Over 13,000 passengers and 600 vehicles were carried by the Gozo ferries last year but were not recorded in the electronic ticketing system, giving rise to strong suspicions of “tampering”.
It was also noted that though 39,000 passengers and 16,500 vehicles were recorded as having crossed the channel, they never made the trip back to Malta.
This could have financial repercussions because the two-way fare is only paid at the Mġarr terminal ticketing booth.
These shortcomings were flagged by the National Audit Office in a follow-up report meant to evaluate the progress in the implementation of recommendations it had made to Gozo Channel Co. Ltd a few years back.
The recommendations had been made on the strength of an audit for 2013, which had revealed significant internal control weaknesses. These varied from lack of control on overtime, inefficient use of human resources, weak budgetary control as well as unreliable and untraced documents.
In its follow-up analysis, done over the past few months, the Auditor General noted that the company had managed a financial turnaround since 2013 when it lost over €1 million. In comparison, last year, it made a profit of €1.8 million. A 22 per cent increase in revenue and a 35 per cent drop in fuel costs, mainly due to cheaper oil, contributed to the turnaround.

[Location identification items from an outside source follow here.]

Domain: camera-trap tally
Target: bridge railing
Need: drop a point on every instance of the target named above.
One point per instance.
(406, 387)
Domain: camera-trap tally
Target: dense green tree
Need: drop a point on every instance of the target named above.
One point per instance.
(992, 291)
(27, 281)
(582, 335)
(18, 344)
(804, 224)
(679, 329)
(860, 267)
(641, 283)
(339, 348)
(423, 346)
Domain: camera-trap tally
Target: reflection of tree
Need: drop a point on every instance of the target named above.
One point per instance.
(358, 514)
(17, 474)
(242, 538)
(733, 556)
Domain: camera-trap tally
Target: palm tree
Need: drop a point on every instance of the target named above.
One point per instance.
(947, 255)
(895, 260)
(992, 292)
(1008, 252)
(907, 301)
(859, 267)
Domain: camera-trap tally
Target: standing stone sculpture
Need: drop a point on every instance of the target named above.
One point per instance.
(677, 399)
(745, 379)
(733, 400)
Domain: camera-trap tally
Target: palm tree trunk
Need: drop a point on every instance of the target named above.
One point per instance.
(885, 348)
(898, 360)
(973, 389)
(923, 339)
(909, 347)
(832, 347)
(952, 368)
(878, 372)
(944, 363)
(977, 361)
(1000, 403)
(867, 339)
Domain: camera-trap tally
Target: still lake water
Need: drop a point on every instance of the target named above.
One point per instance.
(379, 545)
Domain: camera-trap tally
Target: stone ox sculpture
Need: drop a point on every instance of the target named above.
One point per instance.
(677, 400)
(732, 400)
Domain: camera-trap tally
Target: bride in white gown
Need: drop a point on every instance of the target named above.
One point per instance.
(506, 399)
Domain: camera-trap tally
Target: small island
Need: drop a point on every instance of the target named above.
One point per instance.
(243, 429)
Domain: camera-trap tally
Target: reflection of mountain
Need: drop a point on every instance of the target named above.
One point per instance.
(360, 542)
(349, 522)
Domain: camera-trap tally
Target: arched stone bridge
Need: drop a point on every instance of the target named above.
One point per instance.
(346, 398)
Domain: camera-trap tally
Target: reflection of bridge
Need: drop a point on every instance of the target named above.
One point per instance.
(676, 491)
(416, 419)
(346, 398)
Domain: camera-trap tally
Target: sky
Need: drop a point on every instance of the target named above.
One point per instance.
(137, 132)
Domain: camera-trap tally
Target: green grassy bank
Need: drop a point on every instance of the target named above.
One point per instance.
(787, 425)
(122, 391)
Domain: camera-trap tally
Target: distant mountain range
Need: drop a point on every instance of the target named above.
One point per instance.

However, the report, tabled earlier this week, pointed out that last year’s merger between Gozo Channel and Gozo Ferries res-ulted in the setting off of an outstanding balance of €8 million as an intercompany transaction.
The Audit Office pointed out that, despite a raft of measures taken by Gozo Channel management to address the issues flagged in the previous report, certain concerns persisted.
It noted that misleading and unreliable records, ticketing discrepancies, non-observances of set procedures, inadequate documentation related to overtime ap-provals and payments as well as inefficient deployment of human resources were still present.
It mentioned discrepancies bet-ween the number of passengers and vehicles recorded on the electronic ticketing system and those actually boarding the vessels.
In its original report, the NAO raised concern that the possibility of “scanner resetting issues” – the device used to verify tickets – could lead to “serious abuses”.
It therefore urged the company to investigate further and take remedial action. Three years down the line, the Auditor General pointed out that, despite the company’s pledge to work hard on these issues, discrepancies were still evident and, in some cases, had become worse.
It transpired that, last year, 13,353 passengers and 648 vehicles were not recorded in the ticketing system. Furthermore, departures from Ċirkewwa exceeded those from Mġarr by 39,184 passengers and 16,566 vehicles. In the latter case, the variance increased by seven per cent over 2013.
The report also refers to a physical count carried out by NAO staff last May 15, which indicated that vehicles on board the ferry amounted to 93 whereas those recorded on the deck logbooks by the captain/chief officer, provided by the terminal staff, stood at 62.
A figure written by hand in a company report, showed that, between January and December 2016, over 2,000 vehicles were not mapped to any ferry. That meant tickets were purchased and cars going to the marshalling area but never getting on the ferry.
“It is pretty obvious that terminal duty officers are tampering with the scanners and this does not involve only headcounts but ticket sales, i.e. revenue,” the Auditor General said, referring to internal correspondence.